The music industry has changed and continues to change rapidly, all the result of technology. Since 2015, the digital distribution of music has become the prevalent method for artists to make their music available to listeners. Now there’s a new way to circumvent the digital gatekeepers – Artist Republik.
In the past, distributors pushed their music to brick-and-mortar record shops like Tower Records. The major labels, seeking to attract buyers into the stores, spent money promoting new music. A middleman took a slice of the revenue pie at each step of the journey.
Few listeners nowadays purchase physical music. Admittedly, vinyl records have made a remarkable comeback and a few people still listen to CDs, but music now is mostly consumed through streaming platforms.
Indie-artists newly signed by the big labels find themselves locked into less-than-beneficial contracts. Sadly for these indie-artists, the big three labels promote primarily big-name artists simply because that’s where the profit is.
This is why indie-artists insist on maintaining control of their music. Their goal is to place their music on streaming platforms such as Spotify, Google Play, and iTunes, as well as YouTube. Digital distributors convey music to the platforms, where listeners either download the music of their choice for a small fee, or as on Spotify, listen to music for a flat monthly fee.
There are many distribution services but the catch-22 for artists trying to get noticed in an ocean of music is that most impose a multitude of fees or take a portion of royalties. According to MusicBusiness Worldwide, approximately 40,000 new tracks hit Spotify every day last year.
Enter Artist Republik, a new online marketplace designed for indie-artists. Founded by Nick Cianfaglione, Artist Republik pulled in $540,000 in seed investment from David Beirne, founding partner of Benchmark Capital, renowned for ventures in eBay, Twitter, Instagram, OpenTable, and Juniper Networks, along with capital from Lameck Humble Lukanga and Bob Brown of Capital Markets of York IE. These venture capitalists have skin in the game, testifying to their confidence in Artist Republik’s platform, which includes social networking, career management, booking, collaborations, and revenue.
Artist Republik’s model changes the way artists, musicians, technicians, producers, venues, and ancillary vendors hook up, gain cost-effective marketing, and retain revenue. The company’s beta enrollment of 15,000 users witnesses to the fact that independent music distributors and small, boutique labels are hungry for a dedicated marketplace hub.
“The indie music industry needed its own ‘LinkedIn meets ASCAP’ social community to affordably bring talent together to make deals,” Cianfaglione explains. “Artist Republik accelerates this business building by dismantling industry conventions that bottlenecked careers.”

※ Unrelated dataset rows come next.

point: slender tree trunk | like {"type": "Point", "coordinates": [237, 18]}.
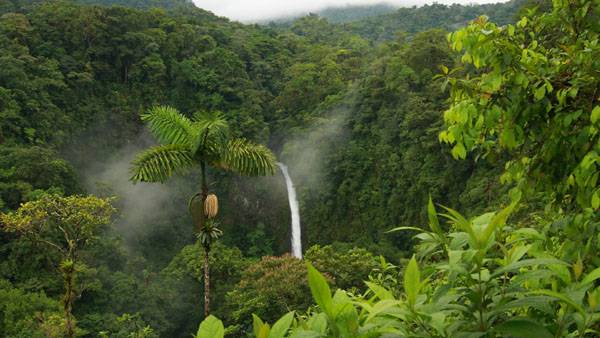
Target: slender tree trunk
{"type": "Point", "coordinates": [68, 276]}
{"type": "Point", "coordinates": [204, 192]}
{"type": "Point", "coordinates": [206, 282]}
{"type": "Point", "coordinates": [206, 248]}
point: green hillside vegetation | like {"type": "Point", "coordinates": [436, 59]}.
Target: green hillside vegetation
{"type": "Point", "coordinates": [446, 165]}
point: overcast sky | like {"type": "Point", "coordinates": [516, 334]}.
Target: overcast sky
{"type": "Point", "coordinates": [256, 10]}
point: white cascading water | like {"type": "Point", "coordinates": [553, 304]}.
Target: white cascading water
{"type": "Point", "coordinates": [296, 242]}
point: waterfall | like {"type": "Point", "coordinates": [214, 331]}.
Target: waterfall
{"type": "Point", "coordinates": [296, 242]}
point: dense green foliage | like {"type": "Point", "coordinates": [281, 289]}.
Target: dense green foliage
{"type": "Point", "coordinates": [369, 115]}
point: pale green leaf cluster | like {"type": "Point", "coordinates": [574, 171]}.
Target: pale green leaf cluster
{"type": "Point", "coordinates": [203, 139]}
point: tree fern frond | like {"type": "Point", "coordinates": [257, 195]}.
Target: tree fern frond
{"type": "Point", "coordinates": [169, 126]}
{"type": "Point", "coordinates": [209, 128]}
{"type": "Point", "coordinates": [247, 158]}
{"type": "Point", "coordinates": [158, 163]}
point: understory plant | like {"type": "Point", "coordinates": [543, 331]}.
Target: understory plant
{"type": "Point", "coordinates": [483, 277]}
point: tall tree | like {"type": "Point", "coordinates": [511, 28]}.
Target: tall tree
{"type": "Point", "coordinates": [65, 225]}
{"type": "Point", "coordinates": [203, 141]}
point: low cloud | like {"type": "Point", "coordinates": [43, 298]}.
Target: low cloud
{"type": "Point", "coordinates": [258, 10]}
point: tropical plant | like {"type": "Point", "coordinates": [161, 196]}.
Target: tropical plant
{"type": "Point", "coordinates": [203, 141]}
{"type": "Point", "coordinates": [533, 94]}
{"type": "Point", "coordinates": [485, 277]}
{"type": "Point", "coordinates": [64, 225]}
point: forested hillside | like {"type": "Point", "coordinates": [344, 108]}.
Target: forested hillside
{"type": "Point", "coordinates": [138, 150]}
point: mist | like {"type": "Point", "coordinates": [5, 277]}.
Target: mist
{"type": "Point", "coordinates": [144, 209]}
{"type": "Point", "coordinates": [261, 10]}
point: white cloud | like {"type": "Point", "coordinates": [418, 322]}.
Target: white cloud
{"type": "Point", "coordinates": [253, 10]}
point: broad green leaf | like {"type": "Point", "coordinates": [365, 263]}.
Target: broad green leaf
{"type": "Point", "coordinates": [596, 200]}
{"type": "Point", "coordinates": [498, 220]}
{"type": "Point", "coordinates": [459, 151]}
{"type": "Point", "coordinates": [592, 276]}
{"type": "Point", "coordinates": [561, 297]}
{"type": "Point", "coordinates": [306, 334]}
{"type": "Point", "coordinates": [412, 281]}
{"type": "Point", "coordinates": [318, 323]}
{"type": "Point", "coordinates": [258, 326]}
{"type": "Point", "coordinates": [345, 314]}
{"type": "Point", "coordinates": [320, 289]}
{"type": "Point", "coordinates": [527, 262]}
{"type": "Point", "coordinates": [379, 291]}
{"type": "Point", "coordinates": [211, 327]}
{"type": "Point", "coordinates": [405, 228]}
{"type": "Point", "coordinates": [523, 328]}
{"type": "Point", "coordinates": [281, 327]}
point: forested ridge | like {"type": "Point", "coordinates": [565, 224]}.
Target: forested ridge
{"type": "Point", "coordinates": [476, 133]}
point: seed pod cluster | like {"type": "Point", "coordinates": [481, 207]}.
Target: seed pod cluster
{"type": "Point", "coordinates": [211, 206]}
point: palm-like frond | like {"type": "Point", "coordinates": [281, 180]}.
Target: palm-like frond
{"type": "Point", "coordinates": [209, 233]}
{"type": "Point", "coordinates": [169, 126]}
{"type": "Point", "coordinates": [210, 129]}
{"type": "Point", "coordinates": [158, 163]}
{"type": "Point", "coordinates": [247, 158]}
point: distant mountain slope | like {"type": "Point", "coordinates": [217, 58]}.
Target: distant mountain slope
{"type": "Point", "coordinates": [353, 13]}
{"type": "Point", "coordinates": [19, 5]}
{"type": "Point", "coordinates": [415, 19]}
{"type": "Point", "coordinates": [142, 4]}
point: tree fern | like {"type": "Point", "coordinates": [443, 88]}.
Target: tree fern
{"type": "Point", "coordinates": [158, 164]}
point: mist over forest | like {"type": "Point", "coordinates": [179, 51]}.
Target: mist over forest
{"type": "Point", "coordinates": [442, 168]}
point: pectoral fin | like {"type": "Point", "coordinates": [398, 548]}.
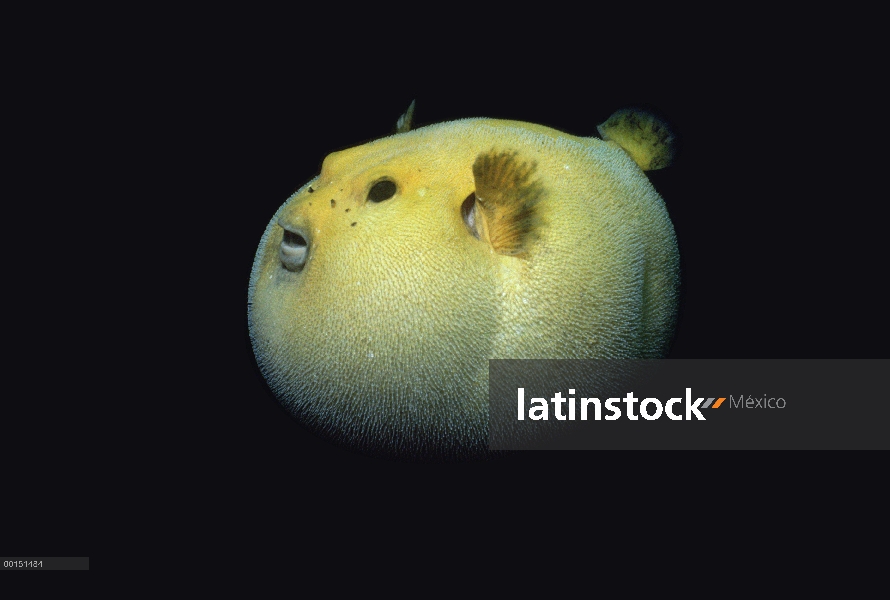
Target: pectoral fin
{"type": "Point", "coordinates": [507, 194]}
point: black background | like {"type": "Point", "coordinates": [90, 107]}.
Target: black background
{"type": "Point", "coordinates": [183, 445]}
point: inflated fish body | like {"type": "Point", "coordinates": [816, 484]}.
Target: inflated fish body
{"type": "Point", "coordinates": [383, 286]}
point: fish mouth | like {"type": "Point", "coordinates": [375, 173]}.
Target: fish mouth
{"type": "Point", "coordinates": [294, 249]}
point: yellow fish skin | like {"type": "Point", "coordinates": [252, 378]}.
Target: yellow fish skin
{"type": "Point", "coordinates": [382, 287]}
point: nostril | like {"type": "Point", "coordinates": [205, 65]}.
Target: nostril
{"type": "Point", "coordinates": [293, 250]}
{"type": "Point", "coordinates": [293, 239]}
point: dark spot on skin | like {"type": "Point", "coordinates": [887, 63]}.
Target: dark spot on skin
{"type": "Point", "coordinates": [382, 190]}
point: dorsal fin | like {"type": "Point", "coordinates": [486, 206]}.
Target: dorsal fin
{"type": "Point", "coordinates": [646, 138]}
{"type": "Point", "coordinates": [406, 120]}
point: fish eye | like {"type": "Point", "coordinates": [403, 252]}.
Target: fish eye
{"type": "Point", "coordinates": [382, 190]}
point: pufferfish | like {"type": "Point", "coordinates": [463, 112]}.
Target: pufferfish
{"type": "Point", "coordinates": [383, 286]}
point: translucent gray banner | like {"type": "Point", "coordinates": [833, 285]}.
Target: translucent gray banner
{"type": "Point", "coordinates": [702, 404]}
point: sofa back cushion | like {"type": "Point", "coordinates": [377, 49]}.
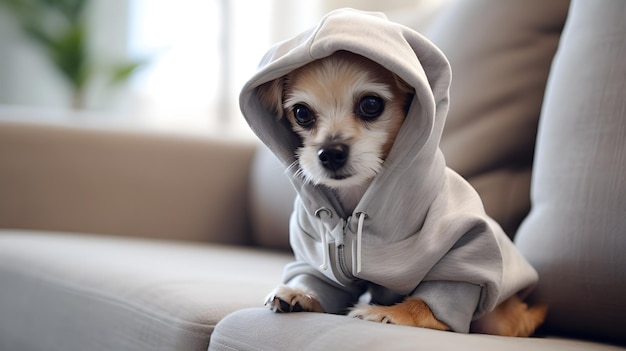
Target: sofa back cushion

There is no fee to join Artist Republik. As members they can pick and choose from the company’s bespoke ‘Show Tool’ services menu. Each service operates on a pay-per-use basis, including low-cost ticketing sales, show booking/management, venues and festivals, merchandising, contract negotiations, IP protections, fanbase development, musicians and producers, as well as graphics, websites, and videography, and direct DSP distribution (one-time $5 fee/single).
No contracts and no hidden fees allow members to hang on to 100 percent of their revenue. Artist Republik makes its money from subscriptions, transaction fees, and advertising.
Artist Republik provides indie artists a viable means to navigate the vast music streaming machine, especially now during the pandemic. Many big-name artists have postponed releasing albums during the pandemic, deeming it too risky. Now is the perfect time for indie-artists to put out music. There are fewer major releases nudging the indies to the back of the line, and the streaming platforms need to feed the big machine. With shrewd marketing, indie-artists now have a chance at the limelight.